The view struct approach is something I would only use as a very short lived struct, and I would construct it for one operation at a time, not for the duration of the program. Rust doesn't work well with long lived references. But perhaps if there is only one thread, for this situation it will work.
Well, I can't say why your suggestion was rejected, but it is feasible to mix shared and exclusive access using the view struct, including with methods on the view struct arbitrarily calling each other. This is exactly what Niko describes. It is allowed because &mut &T
is never mutable.
You are right that views are meant to be temporary, as indicated by their lifetime parameter.
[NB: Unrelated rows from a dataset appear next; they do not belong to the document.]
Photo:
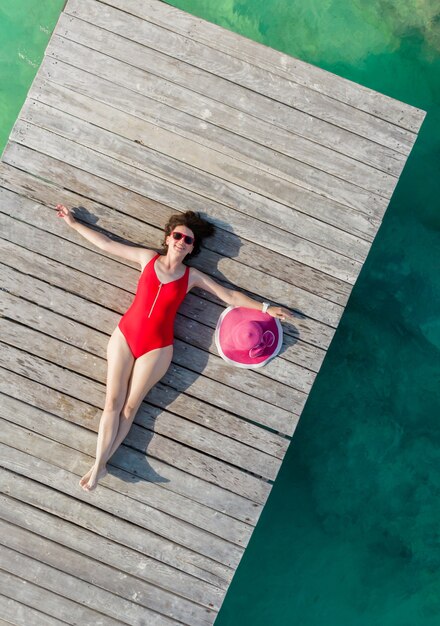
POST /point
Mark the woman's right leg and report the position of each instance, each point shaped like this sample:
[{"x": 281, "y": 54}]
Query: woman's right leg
[{"x": 119, "y": 367}]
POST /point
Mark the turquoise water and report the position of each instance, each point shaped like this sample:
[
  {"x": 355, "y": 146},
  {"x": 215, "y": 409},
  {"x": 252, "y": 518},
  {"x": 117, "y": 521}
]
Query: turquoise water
[{"x": 350, "y": 534}]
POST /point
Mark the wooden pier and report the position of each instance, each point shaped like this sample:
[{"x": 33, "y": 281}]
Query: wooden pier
[{"x": 138, "y": 111}]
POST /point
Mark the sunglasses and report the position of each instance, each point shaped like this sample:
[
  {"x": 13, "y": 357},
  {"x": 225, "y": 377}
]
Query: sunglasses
[{"x": 177, "y": 236}]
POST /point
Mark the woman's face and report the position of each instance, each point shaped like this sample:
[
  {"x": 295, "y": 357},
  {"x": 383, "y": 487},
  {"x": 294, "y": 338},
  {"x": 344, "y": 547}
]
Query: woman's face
[{"x": 179, "y": 244}]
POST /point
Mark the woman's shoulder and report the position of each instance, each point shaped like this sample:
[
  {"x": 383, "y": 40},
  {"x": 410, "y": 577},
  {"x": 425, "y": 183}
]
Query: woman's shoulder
[{"x": 145, "y": 256}]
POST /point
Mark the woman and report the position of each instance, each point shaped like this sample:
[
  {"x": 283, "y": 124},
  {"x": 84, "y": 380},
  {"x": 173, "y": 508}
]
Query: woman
[{"x": 141, "y": 346}]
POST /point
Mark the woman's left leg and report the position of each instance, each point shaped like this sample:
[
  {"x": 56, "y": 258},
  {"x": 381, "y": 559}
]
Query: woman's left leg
[{"x": 148, "y": 369}]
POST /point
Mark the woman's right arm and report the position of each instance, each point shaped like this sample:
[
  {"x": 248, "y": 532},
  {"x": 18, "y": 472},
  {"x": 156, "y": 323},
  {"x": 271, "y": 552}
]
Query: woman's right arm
[{"x": 131, "y": 253}]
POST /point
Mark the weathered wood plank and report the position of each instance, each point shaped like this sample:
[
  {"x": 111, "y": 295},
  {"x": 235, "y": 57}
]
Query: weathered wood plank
[
  {"x": 109, "y": 552},
  {"x": 119, "y": 150},
  {"x": 101, "y": 265},
  {"x": 123, "y": 585},
  {"x": 238, "y": 136},
  {"x": 137, "y": 114},
  {"x": 114, "y": 529},
  {"x": 204, "y": 440},
  {"x": 79, "y": 591},
  {"x": 131, "y": 458},
  {"x": 165, "y": 449},
  {"x": 115, "y": 171},
  {"x": 71, "y": 453},
  {"x": 186, "y": 407},
  {"x": 195, "y": 359},
  {"x": 237, "y": 72},
  {"x": 368, "y": 195},
  {"x": 80, "y": 336},
  {"x": 285, "y": 402},
  {"x": 275, "y": 61},
  {"x": 121, "y": 506},
  {"x": 128, "y": 209},
  {"x": 284, "y": 200},
  {"x": 27, "y": 604},
  {"x": 166, "y": 68}
]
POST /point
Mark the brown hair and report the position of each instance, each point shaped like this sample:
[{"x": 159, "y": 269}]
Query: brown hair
[{"x": 200, "y": 227}]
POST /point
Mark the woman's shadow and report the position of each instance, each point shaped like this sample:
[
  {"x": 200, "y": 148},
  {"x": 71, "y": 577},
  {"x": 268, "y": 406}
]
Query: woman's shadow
[{"x": 194, "y": 332}]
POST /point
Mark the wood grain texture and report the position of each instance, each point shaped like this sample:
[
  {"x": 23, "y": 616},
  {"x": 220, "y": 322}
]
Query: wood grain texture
[
  {"x": 140, "y": 111},
  {"x": 276, "y": 62}
]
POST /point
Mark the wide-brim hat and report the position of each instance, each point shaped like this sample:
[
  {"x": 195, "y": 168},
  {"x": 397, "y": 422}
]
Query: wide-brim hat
[{"x": 247, "y": 337}]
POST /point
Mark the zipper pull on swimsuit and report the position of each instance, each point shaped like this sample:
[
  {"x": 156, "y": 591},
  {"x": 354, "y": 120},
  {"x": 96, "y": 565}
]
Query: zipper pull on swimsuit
[{"x": 149, "y": 322}]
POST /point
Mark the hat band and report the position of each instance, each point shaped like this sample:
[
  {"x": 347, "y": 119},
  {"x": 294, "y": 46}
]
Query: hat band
[{"x": 267, "y": 340}]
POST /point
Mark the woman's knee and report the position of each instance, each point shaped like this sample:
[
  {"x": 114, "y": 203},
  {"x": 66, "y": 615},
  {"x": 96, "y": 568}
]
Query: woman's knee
[
  {"x": 113, "y": 404},
  {"x": 129, "y": 411}
]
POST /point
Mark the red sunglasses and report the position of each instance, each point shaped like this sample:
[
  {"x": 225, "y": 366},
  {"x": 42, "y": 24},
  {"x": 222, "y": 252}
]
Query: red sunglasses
[{"x": 187, "y": 238}]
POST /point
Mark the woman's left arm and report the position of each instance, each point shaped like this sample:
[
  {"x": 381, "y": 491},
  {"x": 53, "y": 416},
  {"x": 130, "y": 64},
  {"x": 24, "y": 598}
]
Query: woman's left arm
[{"x": 233, "y": 297}]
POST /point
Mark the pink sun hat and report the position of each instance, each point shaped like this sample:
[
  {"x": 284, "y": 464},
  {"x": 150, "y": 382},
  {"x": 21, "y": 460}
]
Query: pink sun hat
[{"x": 247, "y": 337}]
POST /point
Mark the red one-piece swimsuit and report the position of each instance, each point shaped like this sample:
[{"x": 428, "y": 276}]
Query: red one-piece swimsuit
[{"x": 149, "y": 322}]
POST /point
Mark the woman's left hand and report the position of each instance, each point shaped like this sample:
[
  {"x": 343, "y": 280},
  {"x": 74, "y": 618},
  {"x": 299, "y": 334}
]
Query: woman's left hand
[{"x": 280, "y": 313}]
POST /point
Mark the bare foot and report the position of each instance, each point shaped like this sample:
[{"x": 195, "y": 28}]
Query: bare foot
[{"x": 89, "y": 481}]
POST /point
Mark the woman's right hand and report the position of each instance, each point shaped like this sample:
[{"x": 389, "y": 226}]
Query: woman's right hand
[{"x": 63, "y": 211}]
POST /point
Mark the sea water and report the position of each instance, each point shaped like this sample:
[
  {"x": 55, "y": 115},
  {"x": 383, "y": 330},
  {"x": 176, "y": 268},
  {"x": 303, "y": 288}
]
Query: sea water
[{"x": 350, "y": 533}]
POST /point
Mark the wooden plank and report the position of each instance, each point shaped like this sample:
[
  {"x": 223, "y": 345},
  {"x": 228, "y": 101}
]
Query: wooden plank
[
  {"x": 196, "y": 359},
  {"x": 237, "y": 72},
  {"x": 202, "y": 439},
  {"x": 131, "y": 457},
  {"x": 119, "y": 505},
  {"x": 285, "y": 402},
  {"x": 110, "y": 552},
  {"x": 162, "y": 190},
  {"x": 349, "y": 248},
  {"x": 187, "y": 407},
  {"x": 114, "y": 529},
  {"x": 275, "y": 61},
  {"x": 103, "y": 266},
  {"x": 287, "y": 201},
  {"x": 31, "y": 605},
  {"x": 70, "y": 453},
  {"x": 78, "y": 310},
  {"x": 111, "y": 297},
  {"x": 239, "y": 136},
  {"x": 79, "y": 591},
  {"x": 189, "y": 460},
  {"x": 370, "y": 198},
  {"x": 163, "y": 397},
  {"x": 101, "y": 576},
  {"x": 199, "y": 87},
  {"x": 18, "y": 612},
  {"x": 121, "y": 210},
  {"x": 44, "y": 269}
]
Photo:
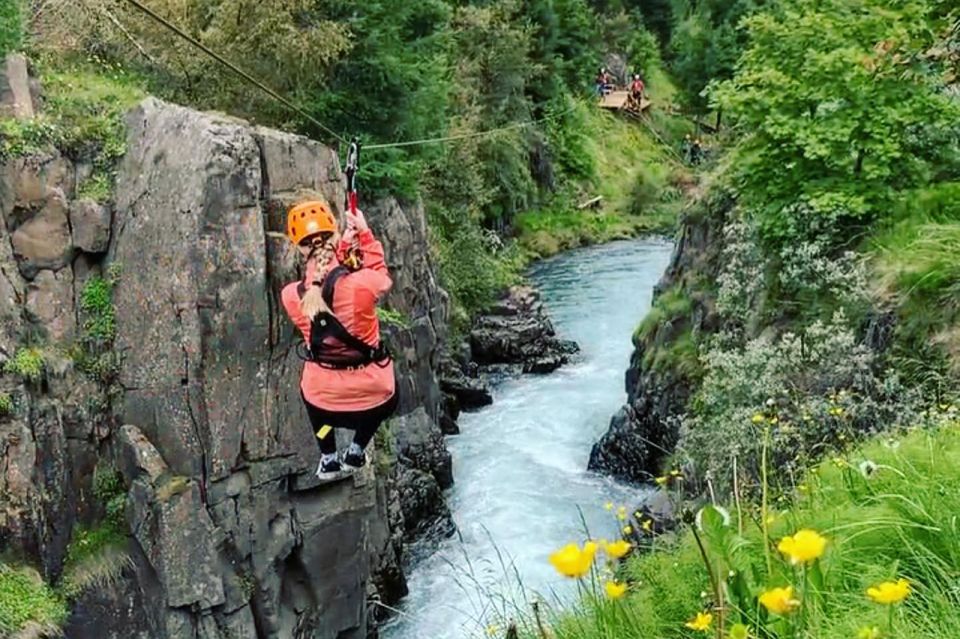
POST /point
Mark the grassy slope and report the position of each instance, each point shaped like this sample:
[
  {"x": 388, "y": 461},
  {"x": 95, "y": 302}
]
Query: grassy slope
[
  {"x": 641, "y": 182},
  {"x": 898, "y": 522}
]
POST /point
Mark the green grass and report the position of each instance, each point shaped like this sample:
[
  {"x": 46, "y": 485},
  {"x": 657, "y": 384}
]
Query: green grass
[
  {"x": 6, "y": 404},
  {"x": 672, "y": 304},
  {"x": 84, "y": 105},
  {"x": 25, "y": 600},
  {"x": 888, "y": 511},
  {"x": 27, "y": 363},
  {"x": 916, "y": 264},
  {"x": 641, "y": 185}
]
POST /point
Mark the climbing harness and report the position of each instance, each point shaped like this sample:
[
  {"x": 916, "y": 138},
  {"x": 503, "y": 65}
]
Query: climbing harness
[{"x": 331, "y": 344}]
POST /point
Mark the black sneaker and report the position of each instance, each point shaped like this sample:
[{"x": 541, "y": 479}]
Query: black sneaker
[
  {"x": 352, "y": 461},
  {"x": 329, "y": 470}
]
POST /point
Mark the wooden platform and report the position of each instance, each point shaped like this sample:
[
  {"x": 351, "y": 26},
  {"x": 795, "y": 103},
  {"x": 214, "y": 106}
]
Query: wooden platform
[{"x": 620, "y": 100}]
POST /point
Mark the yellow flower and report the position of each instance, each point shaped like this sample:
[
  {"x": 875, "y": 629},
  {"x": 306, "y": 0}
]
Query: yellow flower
[
  {"x": 701, "y": 622},
  {"x": 890, "y": 592},
  {"x": 614, "y": 589},
  {"x": 779, "y": 601},
  {"x": 571, "y": 561},
  {"x": 805, "y": 546},
  {"x": 617, "y": 549}
]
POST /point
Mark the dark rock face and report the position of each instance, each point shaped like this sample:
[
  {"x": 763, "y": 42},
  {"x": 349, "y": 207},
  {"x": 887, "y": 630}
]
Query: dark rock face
[
  {"x": 230, "y": 533},
  {"x": 517, "y": 331},
  {"x": 646, "y": 430}
]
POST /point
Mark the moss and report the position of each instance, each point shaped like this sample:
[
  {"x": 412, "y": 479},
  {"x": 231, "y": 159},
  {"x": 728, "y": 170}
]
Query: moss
[
  {"x": 672, "y": 304},
  {"x": 27, "y": 363},
  {"x": 6, "y": 404},
  {"x": 393, "y": 318},
  {"x": 172, "y": 486},
  {"x": 25, "y": 599}
]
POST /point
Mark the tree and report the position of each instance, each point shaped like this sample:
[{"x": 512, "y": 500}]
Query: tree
[{"x": 842, "y": 111}]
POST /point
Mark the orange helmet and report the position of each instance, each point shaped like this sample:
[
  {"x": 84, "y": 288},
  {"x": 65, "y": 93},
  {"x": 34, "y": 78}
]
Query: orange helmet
[{"x": 309, "y": 218}]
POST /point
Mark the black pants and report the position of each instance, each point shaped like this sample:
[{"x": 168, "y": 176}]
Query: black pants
[{"x": 364, "y": 423}]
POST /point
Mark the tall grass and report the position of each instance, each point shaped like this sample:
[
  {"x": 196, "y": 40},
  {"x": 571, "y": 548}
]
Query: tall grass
[{"x": 888, "y": 510}]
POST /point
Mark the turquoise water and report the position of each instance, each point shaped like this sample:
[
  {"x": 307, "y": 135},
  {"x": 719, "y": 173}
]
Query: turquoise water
[{"x": 520, "y": 464}]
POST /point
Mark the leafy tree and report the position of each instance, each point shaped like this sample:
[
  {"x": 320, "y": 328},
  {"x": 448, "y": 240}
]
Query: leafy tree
[{"x": 843, "y": 112}]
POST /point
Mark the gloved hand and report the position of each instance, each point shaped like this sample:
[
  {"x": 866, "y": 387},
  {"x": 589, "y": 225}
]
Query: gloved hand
[{"x": 357, "y": 223}]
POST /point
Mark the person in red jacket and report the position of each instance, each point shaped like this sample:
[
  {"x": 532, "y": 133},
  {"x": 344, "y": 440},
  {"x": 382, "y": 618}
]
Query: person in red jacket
[{"x": 347, "y": 379}]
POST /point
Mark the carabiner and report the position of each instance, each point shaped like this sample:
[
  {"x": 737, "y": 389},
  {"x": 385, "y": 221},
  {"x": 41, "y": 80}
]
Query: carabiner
[{"x": 353, "y": 160}]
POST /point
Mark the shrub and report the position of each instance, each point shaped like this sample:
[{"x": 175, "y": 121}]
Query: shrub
[
  {"x": 814, "y": 391},
  {"x": 26, "y": 600},
  {"x": 27, "y": 363},
  {"x": 6, "y": 404},
  {"x": 11, "y": 26}
]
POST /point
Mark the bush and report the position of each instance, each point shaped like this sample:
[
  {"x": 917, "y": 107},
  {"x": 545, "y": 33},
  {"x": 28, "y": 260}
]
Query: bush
[
  {"x": 27, "y": 363},
  {"x": 811, "y": 391},
  {"x": 25, "y": 600},
  {"x": 11, "y": 26}
]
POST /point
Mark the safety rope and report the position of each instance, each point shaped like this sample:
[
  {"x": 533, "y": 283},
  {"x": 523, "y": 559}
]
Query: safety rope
[
  {"x": 290, "y": 105},
  {"x": 243, "y": 74}
]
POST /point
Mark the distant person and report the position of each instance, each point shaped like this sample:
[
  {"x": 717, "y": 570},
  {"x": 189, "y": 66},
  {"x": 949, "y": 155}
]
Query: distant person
[
  {"x": 637, "y": 88},
  {"x": 347, "y": 379}
]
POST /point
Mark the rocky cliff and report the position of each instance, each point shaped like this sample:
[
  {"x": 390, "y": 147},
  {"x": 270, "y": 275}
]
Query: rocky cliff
[
  {"x": 194, "y": 401},
  {"x": 644, "y": 432}
]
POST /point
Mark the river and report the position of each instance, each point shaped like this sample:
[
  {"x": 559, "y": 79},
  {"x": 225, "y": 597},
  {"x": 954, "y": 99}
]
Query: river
[{"x": 520, "y": 464}]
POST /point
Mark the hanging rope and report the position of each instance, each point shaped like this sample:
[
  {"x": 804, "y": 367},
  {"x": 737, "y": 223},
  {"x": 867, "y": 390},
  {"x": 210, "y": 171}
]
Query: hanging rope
[
  {"x": 240, "y": 72},
  {"x": 290, "y": 105}
]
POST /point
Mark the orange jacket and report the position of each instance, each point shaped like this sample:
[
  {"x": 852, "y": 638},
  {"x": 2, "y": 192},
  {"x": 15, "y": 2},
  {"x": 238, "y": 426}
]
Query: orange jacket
[{"x": 355, "y": 305}]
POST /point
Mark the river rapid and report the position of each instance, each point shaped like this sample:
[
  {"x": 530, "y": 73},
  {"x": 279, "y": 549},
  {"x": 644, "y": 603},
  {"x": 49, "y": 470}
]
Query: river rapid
[{"x": 522, "y": 489}]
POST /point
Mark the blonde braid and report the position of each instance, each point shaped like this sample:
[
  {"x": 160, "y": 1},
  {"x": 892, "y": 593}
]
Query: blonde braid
[{"x": 312, "y": 303}]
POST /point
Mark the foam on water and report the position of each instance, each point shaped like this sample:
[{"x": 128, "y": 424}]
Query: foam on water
[{"x": 520, "y": 464}]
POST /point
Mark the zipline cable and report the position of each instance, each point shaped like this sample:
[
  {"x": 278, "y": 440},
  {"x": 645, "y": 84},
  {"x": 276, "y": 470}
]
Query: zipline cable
[
  {"x": 290, "y": 105},
  {"x": 243, "y": 74}
]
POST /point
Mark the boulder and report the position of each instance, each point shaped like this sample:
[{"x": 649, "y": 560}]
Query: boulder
[
  {"x": 50, "y": 304},
  {"x": 90, "y": 226},
  {"x": 419, "y": 445},
  {"x": 426, "y": 516},
  {"x": 43, "y": 240},
  {"x": 15, "y": 99},
  {"x": 516, "y": 330}
]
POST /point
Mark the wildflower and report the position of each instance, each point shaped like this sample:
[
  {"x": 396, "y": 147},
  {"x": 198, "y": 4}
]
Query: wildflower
[
  {"x": 701, "y": 622},
  {"x": 867, "y": 468},
  {"x": 779, "y": 601},
  {"x": 617, "y": 549},
  {"x": 614, "y": 589},
  {"x": 572, "y": 561},
  {"x": 890, "y": 592},
  {"x": 804, "y": 546}
]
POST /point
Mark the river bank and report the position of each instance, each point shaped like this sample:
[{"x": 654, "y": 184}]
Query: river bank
[{"x": 520, "y": 463}]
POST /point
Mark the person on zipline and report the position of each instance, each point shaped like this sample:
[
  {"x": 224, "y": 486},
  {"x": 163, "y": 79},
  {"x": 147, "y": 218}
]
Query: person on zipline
[{"x": 347, "y": 379}]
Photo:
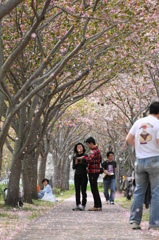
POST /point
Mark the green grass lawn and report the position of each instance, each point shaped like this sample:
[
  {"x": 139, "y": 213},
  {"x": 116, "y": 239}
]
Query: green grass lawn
[{"x": 123, "y": 202}]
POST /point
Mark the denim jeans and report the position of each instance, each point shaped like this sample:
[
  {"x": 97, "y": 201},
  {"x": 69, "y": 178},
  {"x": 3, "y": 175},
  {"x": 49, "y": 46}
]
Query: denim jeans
[
  {"x": 93, "y": 177},
  {"x": 109, "y": 183},
  {"x": 81, "y": 186},
  {"x": 146, "y": 169}
]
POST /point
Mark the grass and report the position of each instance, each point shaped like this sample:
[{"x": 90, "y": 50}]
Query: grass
[
  {"x": 16, "y": 219},
  {"x": 124, "y": 203}
]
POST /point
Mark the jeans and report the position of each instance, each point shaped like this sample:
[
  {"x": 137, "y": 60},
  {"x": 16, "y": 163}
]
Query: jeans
[
  {"x": 109, "y": 183},
  {"x": 81, "y": 185},
  {"x": 93, "y": 177},
  {"x": 146, "y": 169},
  {"x": 40, "y": 195}
]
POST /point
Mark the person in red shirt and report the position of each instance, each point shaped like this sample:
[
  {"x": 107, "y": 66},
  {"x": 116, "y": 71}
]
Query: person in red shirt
[{"x": 93, "y": 170}]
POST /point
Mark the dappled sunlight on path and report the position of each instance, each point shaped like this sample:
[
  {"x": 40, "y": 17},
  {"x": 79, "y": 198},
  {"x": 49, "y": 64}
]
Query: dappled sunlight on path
[{"x": 63, "y": 223}]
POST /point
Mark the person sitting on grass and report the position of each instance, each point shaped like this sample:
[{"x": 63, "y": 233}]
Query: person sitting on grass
[{"x": 46, "y": 194}]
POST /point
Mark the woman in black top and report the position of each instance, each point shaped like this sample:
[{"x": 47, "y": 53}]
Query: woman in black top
[{"x": 80, "y": 177}]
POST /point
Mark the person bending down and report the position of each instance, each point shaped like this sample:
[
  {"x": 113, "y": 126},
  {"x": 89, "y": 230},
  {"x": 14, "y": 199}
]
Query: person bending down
[{"x": 47, "y": 189}]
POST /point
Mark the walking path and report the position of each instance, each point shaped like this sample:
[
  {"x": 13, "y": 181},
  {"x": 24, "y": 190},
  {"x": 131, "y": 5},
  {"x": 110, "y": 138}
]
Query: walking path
[{"x": 64, "y": 224}]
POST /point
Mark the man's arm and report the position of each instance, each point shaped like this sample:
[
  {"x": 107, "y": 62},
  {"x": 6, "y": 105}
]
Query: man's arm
[{"x": 130, "y": 139}]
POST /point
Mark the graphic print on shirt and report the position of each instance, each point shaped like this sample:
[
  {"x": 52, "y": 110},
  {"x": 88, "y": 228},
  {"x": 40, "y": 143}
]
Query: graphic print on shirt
[
  {"x": 145, "y": 136},
  {"x": 110, "y": 168}
]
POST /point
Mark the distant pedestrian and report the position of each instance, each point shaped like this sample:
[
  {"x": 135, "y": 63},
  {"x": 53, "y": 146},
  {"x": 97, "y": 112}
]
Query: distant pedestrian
[
  {"x": 80, "y": 177},
  {"x": 109, "y": 177},
  {"x": 93, "y": 161},
  {"x": 144, "y": 135}
]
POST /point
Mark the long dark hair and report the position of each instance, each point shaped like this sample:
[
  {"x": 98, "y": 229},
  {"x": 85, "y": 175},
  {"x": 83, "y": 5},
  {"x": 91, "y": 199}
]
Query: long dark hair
[{"x": 75, "y": 148}]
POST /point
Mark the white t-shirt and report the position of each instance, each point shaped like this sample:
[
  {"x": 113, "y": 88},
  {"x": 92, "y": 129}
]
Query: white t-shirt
[{"x": 146, "y": 131}]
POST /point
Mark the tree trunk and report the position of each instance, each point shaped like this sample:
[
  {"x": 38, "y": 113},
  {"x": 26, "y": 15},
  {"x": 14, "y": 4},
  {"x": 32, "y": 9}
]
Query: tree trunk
[
  {"x": 57, "y": 175},
  {"x": 27, "y": 177},
  {"x": 42, "y": 168},
  {"x": 13, "y": 186},
  {"x": 34, "y": 175},
  {"x": 1, "y": 153},
  {"x": 65, "y": 174}
]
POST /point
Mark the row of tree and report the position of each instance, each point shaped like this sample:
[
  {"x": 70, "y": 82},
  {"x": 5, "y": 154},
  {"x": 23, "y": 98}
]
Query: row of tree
[{"x": 54, "y": 53}]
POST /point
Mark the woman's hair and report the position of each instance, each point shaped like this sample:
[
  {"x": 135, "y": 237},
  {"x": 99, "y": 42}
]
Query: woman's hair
[
  {"x": 154, "y": 108},
  {"x": 45, "y": 179},
  {"x": 91, "y": 140},
  {"x": 75, "y": 148},
  {"x": 110, "y": 152}
]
But they are inexpensive to create, so the burden is really only boilerplate.
You're right, it works as long as no nested method returns a reference, since that would borrow Ctx. That was the sort of thing done in the OP, but who knows if that's what they'll really be doing. It would be good to know more.
Absolutely. I was reacting to their use of Ctx in Program::run
where it looks like it lives for the program duration.
Yes, I cover using Arc and friends immediately below that quote, but while it's generally usable it's not exactly nice. So far, view structs are the closest I've seen to getting both (and it's nice to have a name for the pattern), but they're a pretty heavy hammer.
I wonder why people are desperately trying to seek some third way which would allow them to continue to pretend that their data is clearly organized and nicely separated in layers. That was never true even when you programmed in C# or Swift, why the exact same approach in Rust make you cringe?
Because a language isn't just responsible for expressing the desired behavior, but also for helping us find that desired behavior. Rust is great at the former, but quite bad at the latter: here because doing standard practice to modularize some existing code causes everything to break despite it being logically identical, an issue unique to Rust. This isn't to say Rust made a mistake here, but there's no reason to be confused by people looking for ways to do things better.
pub struct Ctx<'a> { pub config: &'a Config, pub store: &'a Store, pub renderer: &'a mut Renderer, pub blitter: &'a Blitter, pub current_level: &'a Level, }
If only renderer
is mutable, why not separate it from the rest and use it as the central object, and pass the Ctx as a read-only param. Passing one param is certainly not a burden. Separating the mutable and immutable data is a clean design and works well with Rust. Then there is no need for a view struct as a workaround for borrowing issues.
pub struct Ctx {
pub config: Config,
pub store: Store,
pub blitter: Blitter,
pub current_level: Level,
}
impl Renderer {
fn dothis(&mut self, ctx: &Ctx) {
// ...
}
fn dothat(&mut self, ctx: &Ctx) {
// ...
}
}
I don't understand, that's the same thing you had earlier. If you borrow multiple times from Ctx you'll get the same errors.
I don't! (btw: i edited the mut in my example)
Inside 'GameScreen' and further down in 'Game' there is:
impl Game
{
fn setup(&mut self, ctx: &mut Ctx)
{
// cache or get from cache (load on demand) and return vec
self.tiles = ctx.renderer.prepare_tiles(ctx.store, ctx.current_level);
}
}
If only
renderer
is mutable, why not separate it from the rest and use it as the central object, and pass the Ctx as a read-only param.
Definitely a good option. I will experiment with that as well.
There is one more 'catch' to this all: If at some moment in time we need one extra tiny detail inside the ctx "view struct" we do not have to change all signatures of all functions dependant on it.
What exactly is the problem Ctx living for the duration of the program?